There are many paths to take
When I started using the Stream Deck I honestly wasn’t sure what I’d put on the buttons, whether it would be keyboard equivalents or scripts or what, exactly. The answer has turned out to be delightfully eclectic.
I use Stream Deck’s “Website” type to do a lot of things that don’t involve opening a Website, like turning HomeKit devices on and off using the HomeControl app, opening remote servers in Terminal, and screen sharing my local server using Screens. All of those apps can be controlled via URL, and all Stream Deck’s Website type does is pass URLs to the system.

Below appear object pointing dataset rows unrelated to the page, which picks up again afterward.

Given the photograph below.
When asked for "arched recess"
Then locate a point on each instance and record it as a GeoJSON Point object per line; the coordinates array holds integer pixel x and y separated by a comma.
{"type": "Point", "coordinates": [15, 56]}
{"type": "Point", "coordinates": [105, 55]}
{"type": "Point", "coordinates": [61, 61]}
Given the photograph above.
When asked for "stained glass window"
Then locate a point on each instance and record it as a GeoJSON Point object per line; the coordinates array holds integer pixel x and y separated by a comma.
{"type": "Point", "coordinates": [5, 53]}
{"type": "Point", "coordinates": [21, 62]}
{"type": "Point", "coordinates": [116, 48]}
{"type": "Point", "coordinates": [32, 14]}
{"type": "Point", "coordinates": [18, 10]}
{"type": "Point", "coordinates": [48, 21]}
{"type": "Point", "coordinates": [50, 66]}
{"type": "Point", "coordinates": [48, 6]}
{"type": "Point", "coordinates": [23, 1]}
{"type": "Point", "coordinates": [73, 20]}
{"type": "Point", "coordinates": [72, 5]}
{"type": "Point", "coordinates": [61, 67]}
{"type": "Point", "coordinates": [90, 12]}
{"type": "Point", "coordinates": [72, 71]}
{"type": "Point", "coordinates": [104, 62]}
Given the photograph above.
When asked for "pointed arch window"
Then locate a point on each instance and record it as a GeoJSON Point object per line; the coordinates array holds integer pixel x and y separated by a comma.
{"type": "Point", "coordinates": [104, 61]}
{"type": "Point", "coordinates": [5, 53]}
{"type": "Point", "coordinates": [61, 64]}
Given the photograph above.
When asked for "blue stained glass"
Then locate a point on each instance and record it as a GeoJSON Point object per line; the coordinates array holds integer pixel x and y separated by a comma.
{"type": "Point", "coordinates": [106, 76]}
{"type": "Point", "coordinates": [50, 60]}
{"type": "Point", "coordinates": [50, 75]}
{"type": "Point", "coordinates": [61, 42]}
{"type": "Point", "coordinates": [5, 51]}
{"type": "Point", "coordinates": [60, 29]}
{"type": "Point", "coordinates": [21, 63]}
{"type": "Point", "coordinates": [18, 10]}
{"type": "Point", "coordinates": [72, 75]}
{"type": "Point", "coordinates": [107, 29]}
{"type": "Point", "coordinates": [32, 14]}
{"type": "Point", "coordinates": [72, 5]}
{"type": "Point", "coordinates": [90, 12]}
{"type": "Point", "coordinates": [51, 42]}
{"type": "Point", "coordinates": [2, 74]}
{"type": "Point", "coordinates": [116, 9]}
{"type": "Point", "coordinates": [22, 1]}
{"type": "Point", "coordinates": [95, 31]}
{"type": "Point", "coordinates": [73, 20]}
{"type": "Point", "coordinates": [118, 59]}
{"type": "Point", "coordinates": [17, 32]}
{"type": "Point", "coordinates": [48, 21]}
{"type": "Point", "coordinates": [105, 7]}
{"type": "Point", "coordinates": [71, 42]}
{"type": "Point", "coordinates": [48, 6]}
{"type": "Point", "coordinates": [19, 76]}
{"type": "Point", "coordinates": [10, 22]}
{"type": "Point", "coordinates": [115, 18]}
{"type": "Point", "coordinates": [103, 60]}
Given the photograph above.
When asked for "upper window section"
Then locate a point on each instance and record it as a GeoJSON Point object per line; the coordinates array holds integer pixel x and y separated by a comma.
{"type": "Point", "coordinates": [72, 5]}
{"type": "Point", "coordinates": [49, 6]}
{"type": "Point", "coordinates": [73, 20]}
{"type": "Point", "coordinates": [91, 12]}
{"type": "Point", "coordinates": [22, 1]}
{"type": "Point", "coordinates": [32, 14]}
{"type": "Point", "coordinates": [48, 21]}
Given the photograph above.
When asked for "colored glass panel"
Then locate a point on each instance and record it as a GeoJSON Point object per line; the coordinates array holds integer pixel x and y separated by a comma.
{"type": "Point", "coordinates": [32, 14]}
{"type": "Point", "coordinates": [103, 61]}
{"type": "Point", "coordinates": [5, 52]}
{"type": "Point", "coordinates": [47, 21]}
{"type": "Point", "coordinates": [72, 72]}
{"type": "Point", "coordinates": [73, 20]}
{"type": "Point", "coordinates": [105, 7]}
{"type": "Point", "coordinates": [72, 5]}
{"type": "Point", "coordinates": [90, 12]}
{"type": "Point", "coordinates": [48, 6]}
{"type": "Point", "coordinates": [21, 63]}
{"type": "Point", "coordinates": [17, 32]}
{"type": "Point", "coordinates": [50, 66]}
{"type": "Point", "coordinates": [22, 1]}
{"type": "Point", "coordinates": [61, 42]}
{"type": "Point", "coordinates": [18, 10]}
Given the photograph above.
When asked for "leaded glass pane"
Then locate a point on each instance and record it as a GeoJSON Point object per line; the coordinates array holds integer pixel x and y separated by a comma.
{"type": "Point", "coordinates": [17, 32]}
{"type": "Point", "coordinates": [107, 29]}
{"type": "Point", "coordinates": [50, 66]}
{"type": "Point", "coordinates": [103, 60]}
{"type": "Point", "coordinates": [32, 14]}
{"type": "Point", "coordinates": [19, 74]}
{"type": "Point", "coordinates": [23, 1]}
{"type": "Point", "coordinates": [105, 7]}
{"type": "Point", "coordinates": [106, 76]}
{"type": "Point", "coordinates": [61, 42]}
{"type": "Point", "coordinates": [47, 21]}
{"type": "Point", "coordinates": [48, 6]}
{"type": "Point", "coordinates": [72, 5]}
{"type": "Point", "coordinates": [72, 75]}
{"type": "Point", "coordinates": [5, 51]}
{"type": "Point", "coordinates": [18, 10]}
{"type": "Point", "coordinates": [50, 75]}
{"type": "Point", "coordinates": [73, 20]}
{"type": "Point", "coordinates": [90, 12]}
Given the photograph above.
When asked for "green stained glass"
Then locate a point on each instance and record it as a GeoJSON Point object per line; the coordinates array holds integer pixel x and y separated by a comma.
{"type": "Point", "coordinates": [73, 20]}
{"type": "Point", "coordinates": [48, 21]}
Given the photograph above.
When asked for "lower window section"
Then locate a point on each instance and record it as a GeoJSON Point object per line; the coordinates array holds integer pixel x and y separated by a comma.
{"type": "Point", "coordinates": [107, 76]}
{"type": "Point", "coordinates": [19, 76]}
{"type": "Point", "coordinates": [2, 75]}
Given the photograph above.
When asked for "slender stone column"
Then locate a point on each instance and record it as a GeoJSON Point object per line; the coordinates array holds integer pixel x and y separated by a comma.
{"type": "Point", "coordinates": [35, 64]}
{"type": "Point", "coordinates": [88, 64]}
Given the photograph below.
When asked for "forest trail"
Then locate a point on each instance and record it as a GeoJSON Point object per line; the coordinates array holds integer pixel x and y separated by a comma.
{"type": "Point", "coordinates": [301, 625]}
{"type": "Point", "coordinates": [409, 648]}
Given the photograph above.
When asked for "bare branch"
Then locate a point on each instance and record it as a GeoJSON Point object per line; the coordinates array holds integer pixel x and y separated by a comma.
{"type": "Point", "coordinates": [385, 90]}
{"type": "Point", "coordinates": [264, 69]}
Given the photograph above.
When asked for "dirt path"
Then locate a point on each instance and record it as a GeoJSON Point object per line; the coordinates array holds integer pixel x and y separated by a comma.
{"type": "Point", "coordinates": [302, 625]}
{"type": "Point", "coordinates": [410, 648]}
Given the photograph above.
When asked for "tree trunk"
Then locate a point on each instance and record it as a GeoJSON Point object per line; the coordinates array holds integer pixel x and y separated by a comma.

But for the most part, I’m automating with Keyboard Maestro or Shortcuts. These automations can be very simple or devilishly complicated, but using the KMLink plug-in makes connecting button presses to Keyboard Maestro easy. And Keyboard Maestro’s own plug-in allows a lot of complexity if you want to go down that route.
Layers and ambient information
A couple of final lessons I’ve learned. While Stream Deck can automatically switch between button sets when you are using a particular app, I’ve yet to find an instance when I want an entirely different set of buttons in an app. Instead, I’ve built a series of button layers based on broader contexts. I’ve got one for podcasting, one for streaming video, and one for use with my Podcast Notes automation. Since I’m constantly switching between apps, this approach just feels better—and when I look at my Stream Deck, I’m never surprised at what I see there.
I’ve also experimented by placing ambient information in the button art itself. For example, I wrote a Keyboard Maestro macro that displays the number of current listeners to a live stream, and I installed TJ Luoma’s amazing calendar macro that displays my meeting status in a Stream Deck button.
But you know what? I prefer to see ambient information like this in my Mac’s menu bar rather than down on the Stream Deck. The only exception I’ve found so far is a macro that writes the number of minutes I’ve been recording a podcast to a clock icon on the same row of buttons as my Podcast Note script. I think it has something to do with grouping that information with buttons that I’m looking at only when I’m recording. Maybe because they go together? Your mileage may vary.
Is it worth it?
Is using something like the Stream Deck worth it? It depends on what you want to do with your Mac, but a lot of people could benefit from getting some of their favorite app shortcuts out of a nested menu or a complicated keyboard shortcut and into a colorful button. Do you find yourself searching for a command via the Help menu because you can never remember where it is? Or having to try three or four different keyboard shortcut combinations before you find the right one? It’s a lot easier to press a button with an icon or text or color swatch and get your desired result.
For years I’ve had a macro that pastes HTML as Markdown inside BBEdit; for the life of me, I could never remember what keyboard shortcut I assigned that command. I didn’t use the command often enough to internalize it, so every time I used it, I had to remember if it was shift-option or command-shift or command-shift-option. Now I have a button with an arrow and the letters “md” on the top level of my Stream Deck, and it’s actually a little exciting when I realize I get to press it.
It’s funny—Apple sort of went down the path of Stream Deck when it came up with the Touch Bar. Unfortunately, the Touch Bar lacks two key features of the Stream Deck: tactile buttons and customizability. If Apple had swapped out some of the function keys on its keyboards with Stream Deck-style keys, it might really have been on to something.